Greyrawk rode south until he was out of sight of Castle Nunderburg, then he turned west to the forest and from there north again. He found a high place to look across the valley and saw a band of soldiers coming long the road from Gornst. When they reached the crossroads there was no hesitation: they turned south on his trail. Someone had ridden hard from Castle Nunderburg to Castle Belderag with the news of his arrival. Word had been sent most likely with Nunderburg's blessing. The acorn does not fall far from the tree. He suspected from their initial meeting Nunderburg would not aid him. Greyrawk's ability to read people had long proved useful and helped him escape many an awkward situation. He turned northward again. He would scout the area north of Nunderburg up to Karac and Deet and perhaps go east down to Gornst. One thought remained with him and that was the music of the night. Would he be able to hear it from Castle Greyrawk? On Adan's Hill? It seemed that it would please him to do so.
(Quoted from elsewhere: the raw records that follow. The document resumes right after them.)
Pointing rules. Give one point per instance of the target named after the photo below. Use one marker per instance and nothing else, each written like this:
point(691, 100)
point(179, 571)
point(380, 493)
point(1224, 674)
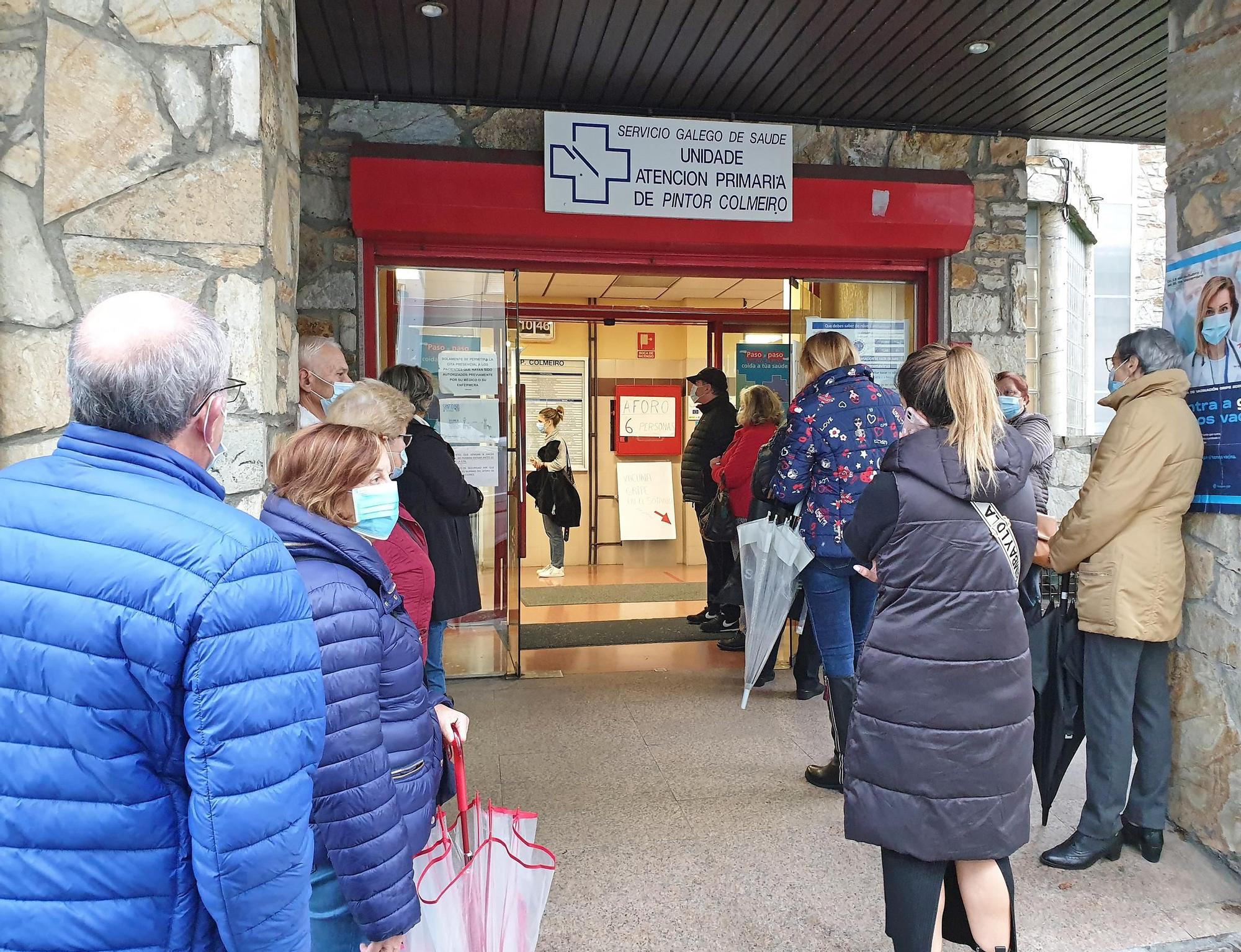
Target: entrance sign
point(668, 167)
point(558, 382)
point(882, 345)
point(468, 373)
point(645, 492)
He rode slowly, enjoying the bright colors of the fields and the cool breeze from the hills. He had grown up in the dry lands in the south and while the browns and grays of that land were beautiful, the colors of the land of his birth astounded him. The enormous flows of green grass covering the land were especially new and wonderful. Repeatedly he stopped and ran his hands through the grass and pulled some up to smell it. There were wild flowers and he thought of how Jaele would love them.

The land was beautiful and he wished he could have brought Jaele to such a place, full of life. The desert held its own appeal but Jaele would have loved this land. The flowers so varied and the fragrances new to him. If the fragrances would remain, he would pick many to bring to her, wherever she was now.